I am very very sorry. I didn\'t know my incomplete code attachment would create such a mess. I am very glad to see so many sincere helps.

This code will compile:

Answer 1

extern int main_stat=-3;  

declares and defines main_stat, While:

extern int main_stat;      

just declares the variable main_stat.

You can have as many declarations as you want but you can have only one Definition.

The keyword extern, indicates External Linkage. Without it main_stat would be static and have Internal linkage and you cannot not use main_stat from another translation unit.

Is storage allocated in the stack frame of myadd ?

No definitely not on the stackframe of add.
Where the memory is allocated is implementation defined but you have the assurance that the object will be alive throughout the duration of the program.

Answer 2

First, according to your comment, the file containing the main function has the definition static int main_stat = 10;. You should be aware that this is not the same variable as you defined in the file containing myadd because as static variable its scope is restricted to that file.

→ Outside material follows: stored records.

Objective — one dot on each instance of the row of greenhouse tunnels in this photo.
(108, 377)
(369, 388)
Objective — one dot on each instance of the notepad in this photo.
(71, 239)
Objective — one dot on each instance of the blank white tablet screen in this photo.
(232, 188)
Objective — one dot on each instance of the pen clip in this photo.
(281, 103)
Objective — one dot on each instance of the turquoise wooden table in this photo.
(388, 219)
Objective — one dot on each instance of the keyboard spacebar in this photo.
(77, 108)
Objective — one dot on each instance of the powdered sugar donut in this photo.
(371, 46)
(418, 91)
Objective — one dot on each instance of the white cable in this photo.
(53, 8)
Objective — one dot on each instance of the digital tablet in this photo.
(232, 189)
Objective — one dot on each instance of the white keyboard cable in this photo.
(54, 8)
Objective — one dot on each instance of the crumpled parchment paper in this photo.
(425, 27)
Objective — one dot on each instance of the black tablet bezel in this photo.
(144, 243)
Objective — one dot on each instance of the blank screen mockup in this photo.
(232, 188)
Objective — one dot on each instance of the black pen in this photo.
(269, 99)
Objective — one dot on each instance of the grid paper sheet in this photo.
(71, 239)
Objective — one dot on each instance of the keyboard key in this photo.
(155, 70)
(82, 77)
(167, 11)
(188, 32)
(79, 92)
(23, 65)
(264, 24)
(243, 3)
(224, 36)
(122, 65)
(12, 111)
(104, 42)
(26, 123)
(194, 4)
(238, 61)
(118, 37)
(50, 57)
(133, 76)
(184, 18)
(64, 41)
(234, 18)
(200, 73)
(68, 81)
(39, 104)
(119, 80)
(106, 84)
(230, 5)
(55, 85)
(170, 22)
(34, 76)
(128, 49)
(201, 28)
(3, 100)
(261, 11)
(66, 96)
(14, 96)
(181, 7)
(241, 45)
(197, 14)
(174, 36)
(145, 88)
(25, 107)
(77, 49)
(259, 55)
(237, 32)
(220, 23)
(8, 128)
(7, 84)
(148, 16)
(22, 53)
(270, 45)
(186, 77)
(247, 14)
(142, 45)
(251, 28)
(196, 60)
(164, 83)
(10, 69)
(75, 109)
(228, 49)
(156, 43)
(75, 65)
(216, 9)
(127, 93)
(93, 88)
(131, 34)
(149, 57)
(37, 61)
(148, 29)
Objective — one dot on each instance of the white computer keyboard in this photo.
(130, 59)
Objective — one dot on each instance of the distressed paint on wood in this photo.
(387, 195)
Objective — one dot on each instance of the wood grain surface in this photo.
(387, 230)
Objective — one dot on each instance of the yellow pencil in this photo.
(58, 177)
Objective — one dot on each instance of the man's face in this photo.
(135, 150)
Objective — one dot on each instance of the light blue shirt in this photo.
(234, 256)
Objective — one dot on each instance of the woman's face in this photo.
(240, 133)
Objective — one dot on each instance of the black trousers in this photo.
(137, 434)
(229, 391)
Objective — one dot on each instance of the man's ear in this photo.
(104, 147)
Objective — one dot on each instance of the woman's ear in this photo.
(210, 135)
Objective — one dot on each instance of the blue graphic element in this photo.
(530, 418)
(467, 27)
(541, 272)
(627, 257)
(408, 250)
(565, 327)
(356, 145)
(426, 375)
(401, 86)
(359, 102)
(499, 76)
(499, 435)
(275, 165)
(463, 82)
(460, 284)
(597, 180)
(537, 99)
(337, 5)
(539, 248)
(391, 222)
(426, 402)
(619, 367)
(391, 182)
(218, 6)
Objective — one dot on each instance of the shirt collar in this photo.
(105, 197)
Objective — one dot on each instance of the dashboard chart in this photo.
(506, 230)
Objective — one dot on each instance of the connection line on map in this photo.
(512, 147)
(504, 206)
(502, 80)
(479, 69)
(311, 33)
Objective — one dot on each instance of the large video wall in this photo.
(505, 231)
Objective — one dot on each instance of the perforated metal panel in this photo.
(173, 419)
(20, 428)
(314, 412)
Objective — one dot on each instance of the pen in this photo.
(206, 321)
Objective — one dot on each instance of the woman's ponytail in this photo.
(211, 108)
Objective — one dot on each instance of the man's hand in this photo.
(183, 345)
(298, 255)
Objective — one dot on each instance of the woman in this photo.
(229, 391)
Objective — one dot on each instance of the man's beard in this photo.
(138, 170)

Indeed, thanks to that static variable with the same name, main is not able to access the variable you defined in this file.

But that doesn't mean that either variable was created on the stack. Both are separate global variables, it's just that the variable main_stat in the file containing main (I'll call that file main file for short, and this one myadd file) is not available in any other file, while the variable main_stat you defined here can be accessed from any file which contains the declaration extern main_stat; (note: without initializer!). The main file cannot contain this declaration, however, because it would conflict with the static variable of the same name.

Note that giving an initializer makes your declaration of the variable a definition, that is, it's the same as if you had omitted the extern (note however that if a variable is declared constant, the extern may not be omitted because constants are by default static). The only global extern declarations which are not also definitions are those with extern, but without initializer.

Answer 3

All variable declarations with an initializer are also definitions; that's an overriding rule. Regardless of extern. There are even cases where you need an extern on a definition: you can only instantiate a template using a variable which has external linkage. And const variables have internal linkage by default, so you need something like:

extern int const i = 42;

if you want to use it to instantiate a template<int const*>.

Answer 4

The following is a declaration and definition:

int x;

Adding extern says "make it a declaration only, please".

But when you are providing a value, the line has to be a definition, so the variable gets extern storage class and you just happen to be defining it right in place anyway:

extern int x = 3;

The linkage semantics are as they usually are for extern, and the storage location is just as it would be for a normal definition int x = 3 — i.e. in that TU at namespace scope. myadd is not relevant at all.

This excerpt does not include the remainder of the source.